Elisa
a cura di: SusannaGattuso
pubblicato il: 2006-11-21
“Soundtrack ’96 ’06”
  • 1Stay
    2 Gli ostacoli del cuore (feat. Luciano Ligabue)
    3 Broken
    4 Swan
    5 Labyrinth
    6 Together
    7 Gift
    8 Almeno tu nell'universo
    9 Heaven Out of Hell
    10 Dancing
    11 Una poesia anche per te
    12 A Feast for Me
    13 Sleeping in Your Hand (Mark Saunders Remix)
    14 Luce (Tramonti a nord est)
    15 Rainbow (Bedroom Rockers Remix)
    16 Eppure sentire (un senso di te)
    17 Qualcosa che non c'è

DIECI ANNI, è assurdo non sembra neanche che sia passato così tanto tempo.
Ecco questa raccolta di ELISA uscita da pochissimi giorni. Dovrebbe contenere i suoi più grandi successi più 4 inediti, ma dico dovrebbe perché a mio avviso mancano diverse canzoni come la splendida THE WAVES, A LITTLE OVER ZERO e la magica YASHAL. Pazienza, per chi segue Elisa sa quante altre belle canzoni contengono album come ASILE’S WORLD e THEN COMES THE SUN.
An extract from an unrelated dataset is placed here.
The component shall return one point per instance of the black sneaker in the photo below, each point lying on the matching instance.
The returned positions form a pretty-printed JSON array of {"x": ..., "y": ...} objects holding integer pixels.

Se LOTUS è stato valutato dall’artista stesso come un “Best of” personale, questa volta SOUNDTRACK ’96 ’06 è davvero la raccolta dei più grandi successi di Elisa.
Ci sono anche recenti successi come SWAN, che a mio avviso ha portato avanti un nuovo sound e una nuova figura di Elisa, UNA POESIA ANCHE PER TE più 4 inediti: l’ormai super ascoltato GLI OSTACOLI DEL CUORE scritta e cantata con LIGABUE, STAY, QUALCOSA CHE NON C E’, EPPURE SENTIRE (UN SENSO DI TE).

Riascoltando la raccolta t’accorgi quanto sia poliedrica, fantasiosa quest’artista, come il lato tenero e romantico della donna Elisa si affianchi molto bene allo spirito del folletto che risiede in lei quando il sound ha un anima a volte rock a volte dance; e’ anche bello ascoltare le varie contaminazioni che hanno portato a far esplorare la sua musica su diversi generi. Si sa, ad Elisa piace molto giocare e sperimentare con la musica (come ha recentemente commentato in un’intervista). Certo che ascoltando gli inediti qualcosa è cambiato.
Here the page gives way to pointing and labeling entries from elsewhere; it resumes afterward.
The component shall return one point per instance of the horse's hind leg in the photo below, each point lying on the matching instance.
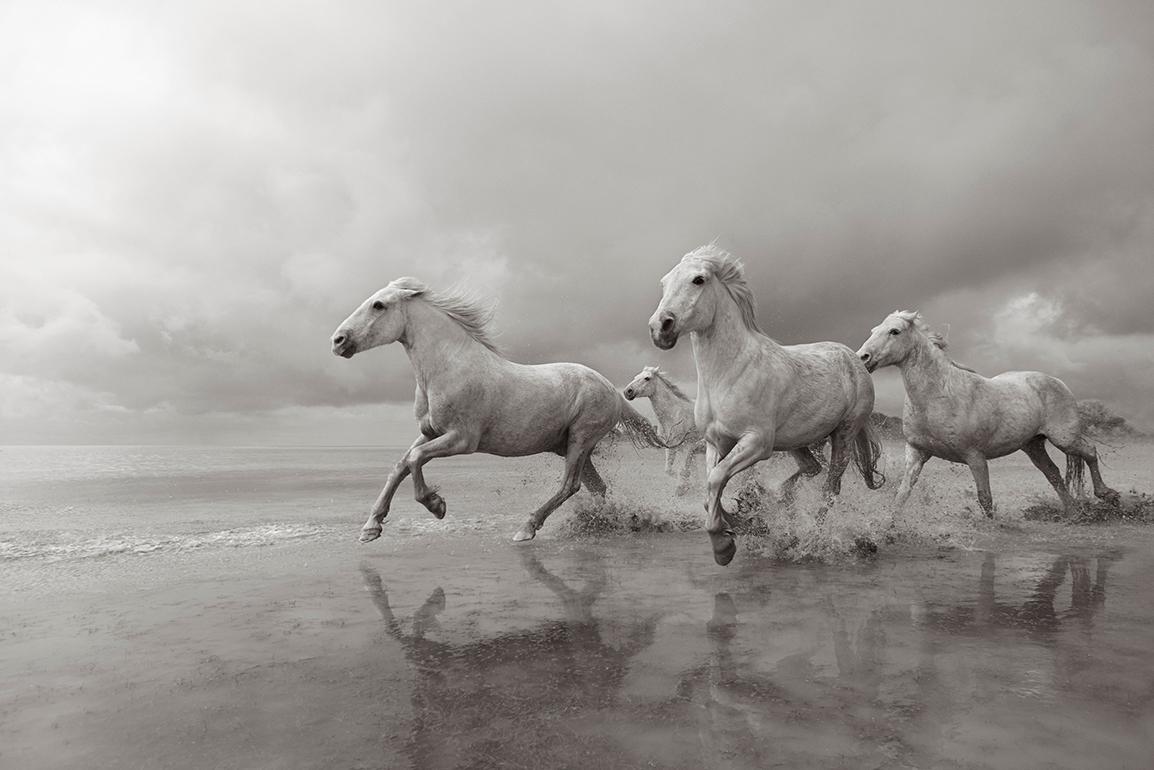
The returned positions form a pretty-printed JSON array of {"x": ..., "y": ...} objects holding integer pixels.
[
  {"x": 915, "y": 460},
  {"x": 839, "y": 460},
  {"x": 808, "y": 465},
  {"x": 1035, "y": 449},
  {"x": 695, "y": 449},
  {"x": 443, "y": 446},
  {"x": 592, "y": 479},
  {"x": 576, "y": 458},
  {"x": 981, "y": 471},
  {"x": 372, "y": 529},
  {"x": 1079, "y": 447}
]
Innanzitutto la sua voce, qualcosa si era avvertita ascoltando SWAN, è meno urlata, gioca molto sul falsetto dando questa sensazione di leggerezza, come rimanere sospesi come si fosse in una nuvola… STAY ha un inizio che mi ricorda molte altre canzoni (anche i Depeche Mode), c’è una ricerca di suoni ma il pezzo è bello, movimentato.
Ho sbirciato in giro tra le sue interviste e questo a quanto sembra è l’ennesimo pezzo dedicato al rapporto con suo padre (come in Then comes the sun), ma non le piace essere molto esplicita in questo caso…come non darle torto…comunque convincente come singolo.
Si va avanti con GLI OSTACOLI DEL CUORE. Io ho un’avversione profonda per Ligabue e lo dico apertamente e se proprio devo dirlo sta canzone non mi piace per nulla, è nata proprio per essere commerciale…tra l'altro in questa song la voce di Elisa non mi piace proprio e quindi …stacco l’ascolto per dedicarmi agli altri 2 inediti…no no Susy, devi fare una recensione….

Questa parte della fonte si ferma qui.